Be careful using setuid/setgid bits in permissions. If you incorrectly assign permissions to a file owned by root with the setuid/setgid bit set, then you can open your system to intrusion.
You can only assign the setuid/setgid bit by explicitly defining permissions. The character for the setuid/setguid bit is s.
- chmod 4777 file_name
- chmod u+s file_name
How to
1. We have an executable file owned by root, can be executed by everyone, this file prints ‘whoami’ output (current user). In this case vry4n
- ls -l /usr/bin/whoami
- /usr/bin/whoami
2. we activate the setuid for user permissions to run as the owner (root)
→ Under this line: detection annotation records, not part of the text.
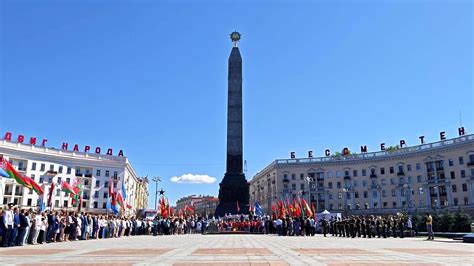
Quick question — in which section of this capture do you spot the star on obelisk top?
[230,31,242,47]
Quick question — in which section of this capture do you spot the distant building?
[0,140,148,215]
[194,197,219,217]
[176,195,219,215]
[250,135,474,214]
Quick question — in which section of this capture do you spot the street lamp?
[152,176,161,210]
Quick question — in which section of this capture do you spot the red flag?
[48,182,54,207]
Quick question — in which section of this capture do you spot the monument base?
[215,173,250,217]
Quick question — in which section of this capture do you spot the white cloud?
[171,174,217,184]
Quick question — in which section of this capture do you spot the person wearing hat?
[3,203,14,247]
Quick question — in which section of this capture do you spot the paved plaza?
[0,235,474,266]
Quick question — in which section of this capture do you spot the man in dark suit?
[15,209,28,246]
[46,211,56,243]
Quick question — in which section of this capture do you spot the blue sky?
[0,0,474,206]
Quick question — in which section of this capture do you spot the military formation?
[328,214,413,238]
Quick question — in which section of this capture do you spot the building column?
[445,180,454,207]
[423,184,432,209]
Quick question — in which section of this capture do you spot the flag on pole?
[255,201,264,216]
[23,176,44,195]
[61,181,76,195]
[0,157,32,189]
[122,180,127,200]
[48,182,54,209]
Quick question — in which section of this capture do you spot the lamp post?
[341,188,348,216]
[152,176,161,210]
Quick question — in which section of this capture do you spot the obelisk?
[215,31,249,217]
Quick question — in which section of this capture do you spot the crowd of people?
[0,203,433,247]
[0,203,153,247]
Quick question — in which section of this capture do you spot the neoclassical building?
[250,135,474,214]
[0,140,148,215]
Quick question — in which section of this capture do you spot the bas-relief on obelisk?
[216,32,249,216]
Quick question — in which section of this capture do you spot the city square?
[0,0,474,266]
[0,234,474,266]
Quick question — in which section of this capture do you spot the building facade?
[176,195,219,217]
[0,140,148,215]
[194,197,219,217]
[250,135,474,214]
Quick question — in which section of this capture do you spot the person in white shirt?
[3,203,14,247]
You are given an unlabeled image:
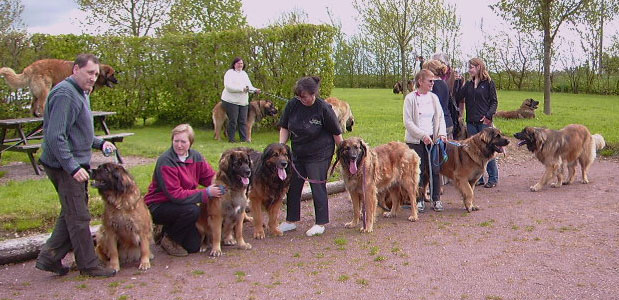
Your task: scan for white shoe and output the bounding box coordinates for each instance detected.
[305,224,325,236]
[277,221,297,232]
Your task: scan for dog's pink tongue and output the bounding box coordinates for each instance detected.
[348,159,357,174]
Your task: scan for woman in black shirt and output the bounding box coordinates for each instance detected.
[278,77,342,236]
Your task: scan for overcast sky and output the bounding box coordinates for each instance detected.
[22,0,596,61]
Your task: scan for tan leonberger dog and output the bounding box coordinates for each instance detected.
[494,99,539,119]
[0,59,118,117]
[333,137,420,232]
[196,147,253,256]
[91,163,153,271]
[325,97,355,133]
[249,143,292,239]
[440,127,509,212]
[212,100,277,142]
[514,124,596,192]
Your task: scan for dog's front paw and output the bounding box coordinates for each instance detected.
[254,228,264,240]
[239,243,251,250]
[359,227,374,233]
[271,227,284,236]
[208,249,221,257]
[223,238,236,246]
[138,261,150,271]
[344,221,357,228]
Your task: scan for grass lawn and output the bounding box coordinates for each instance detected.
[0,88,619,236]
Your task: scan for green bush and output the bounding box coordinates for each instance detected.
[0,24,335,127]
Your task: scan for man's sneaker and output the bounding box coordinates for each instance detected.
[34,261,69,276]
[432,200,445,211]
[161,235,189,256]
[277,221,297,232]
[305,224,325,236]
[417,199,426,212]
[80,266,116,277]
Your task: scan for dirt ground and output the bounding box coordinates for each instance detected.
[0,139,619,300]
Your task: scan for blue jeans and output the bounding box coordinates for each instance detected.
[466,122,499,183]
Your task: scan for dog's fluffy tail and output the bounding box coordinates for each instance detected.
[0,67,28,89]
[591,133,606,150]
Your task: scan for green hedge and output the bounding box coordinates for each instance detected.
[0,24,335,127]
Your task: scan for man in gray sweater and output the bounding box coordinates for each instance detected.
[35,54,116,277]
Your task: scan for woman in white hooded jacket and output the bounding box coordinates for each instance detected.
[403,69,447,212]
[221,57,260,143]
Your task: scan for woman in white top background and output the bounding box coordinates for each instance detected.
[404,69,447,212]
[221,57,260,143]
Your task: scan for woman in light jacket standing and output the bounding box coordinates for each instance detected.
[403,69,447,212]
[221,57,260,143]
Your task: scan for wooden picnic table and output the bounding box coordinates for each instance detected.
[0,111,133,175]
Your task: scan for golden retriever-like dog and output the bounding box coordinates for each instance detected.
[325,97,355,133]
[196,147,253,256]
[440,127,509,212]
[91,163,153,271]
[212,100,277,142]
[249,143,292,239]
[514,124,596,192]
[494,98,539,119]
[0,59,118,117]
[333,137,420,232]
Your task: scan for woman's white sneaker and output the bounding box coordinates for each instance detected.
[305,225,325,236]
[277,221,297,232]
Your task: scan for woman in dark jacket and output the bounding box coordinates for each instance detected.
[278,77,342,236]
[456,58,499,188]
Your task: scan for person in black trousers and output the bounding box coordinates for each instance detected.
[278,77,342,236]
[456,58,499,188]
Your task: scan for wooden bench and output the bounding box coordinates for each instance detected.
[0,132,134,175]
[11,144,41,175]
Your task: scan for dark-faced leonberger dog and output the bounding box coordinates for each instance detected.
[333,137,420,232]
[196,147,253,256]
[0,59,118,117]
[441,127,509,212]
[212,100,277,142]
[91,163,153,271]
[325,97,355,133]
[514,124,596,192]
[494,99,539,119]
[249,143,291,239]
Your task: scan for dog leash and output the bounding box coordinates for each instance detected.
[290,160,333,184]
[0,127,43,153]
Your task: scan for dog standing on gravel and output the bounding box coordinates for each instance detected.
[92,163,153,272]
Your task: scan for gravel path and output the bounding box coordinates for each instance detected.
[0,141,619,300]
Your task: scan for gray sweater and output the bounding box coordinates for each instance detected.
[39,77,104,175]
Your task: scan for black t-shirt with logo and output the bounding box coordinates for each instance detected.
[277,98,342,161]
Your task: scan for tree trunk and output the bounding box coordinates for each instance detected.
[400,45,410,97]
[541,0,552,115]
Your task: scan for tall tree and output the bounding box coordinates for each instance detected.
[75,0,174,36]
[490,0,590,115]
[162,0,247,33]
[0,0,24,34]
[353,0,442,94]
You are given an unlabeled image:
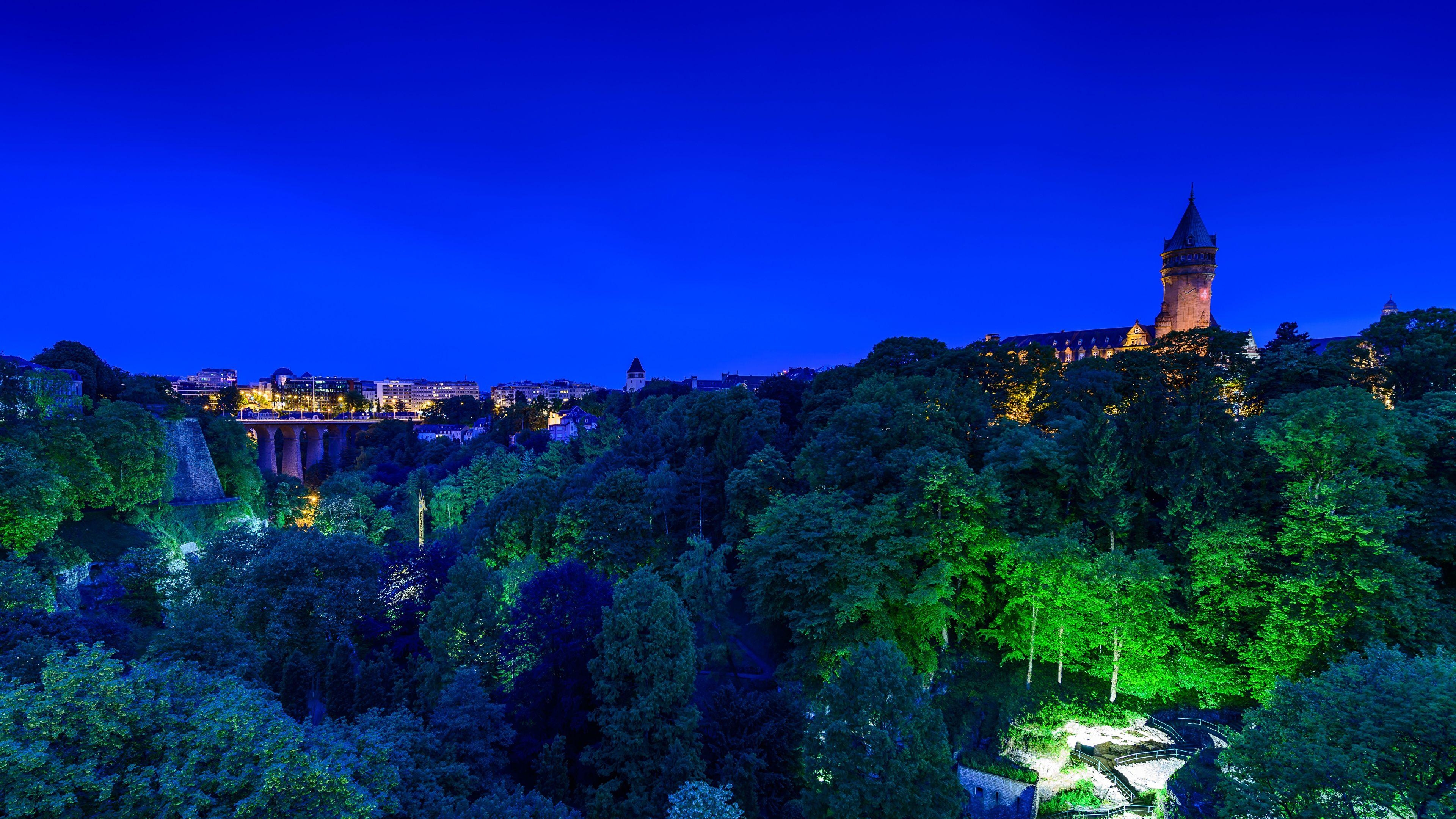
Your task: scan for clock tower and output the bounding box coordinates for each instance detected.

- sudo chmod u+s /usr/bin/whoami
- ls -l /usr/bin/whoami
3. Run the program without sudo, as we have permissions from the root user to use it as if we were him.and the whoami output changes top root, user running the app
- /usr/bin/whoami
Setguid – s
The setgid affects both files as well as directories. When used on a file, it executes with the privileges of the group of the user who owns it instead of executing with those of the group of the user who executed it.
- chmod 2777 file_name
- chmod u+g file_name
When the bit is set for a directory, the set of files in that directory will have the same group as the group of the parent directory, this is used for file sharing since they can be now modified by all the users who are part of the group of the parent directory.
How to
1. This file is owned by root group, I confirm my user is not part of the root group
- id
2. check the permissions on the file, and, activate SGUID
- ls -ld vk9-test
- sudo chmod g+s vk9-test
- ls -ld vk9-test
3. Since, we have permissions to write on this folder, others permission, we will create a directory and a file
- cd vk9-test
- mkdir new-dir
- touch new-file
4. Listing details of these files, show the owner group is root, even though, our user vry4n is not part of root group
- ls -l
Sticky Bit
A Sticky bit is a permission bit that is set on a file or a directory that lets only the owner of the file/directory or the root user to delete or rename the file. No other user is given privileges to delete the file created by some other user.
- chmod -t vk9-dir
- chmod +t vk9-dir
- chmod 1777 vk9-dir
Sticky bit shows as ‘t’ in file permissions. This technique is most likely done on directories over files.
- sudo chmod +t vk9-dir
- ls -ld vk9-dir
The rest of the users that have (READ,WRITE) permissions will be able to read/modify the directory but not delete it.
How to
1. We create a directory owned by root, with permissions 757
- sudo mkdir directory1
- chmod 757 directory1
- ls -ld directory1
2. We can see that Others have rights to read/write/execute. Users can create files and then delete others files, as long as they have proper rights, we can also modify the contents within the file
vk9-user (Creates a file within directory1)
- touch my_file.txt
- ls -l test
Vry4n (deletes that file)
- ls
- rm -rf test.txt
- ls
3. Now I will set the sticky bit to directory1
- cd ..
- sudo chmod 1757 directory1
- ls -ld directory1
4. We will try the same steps as before
Create a file within directory1 using vk9-user account
Delete directory1 using vry4n account
vk9-user
- touch test.txt
- ls -l test.txt
vry4n
- rm -rf test.txt
- ls -l test.txt
As a result, users can add/modify files within the directory that has sticky bit set, but, only the owner of the file will be able to delete that file.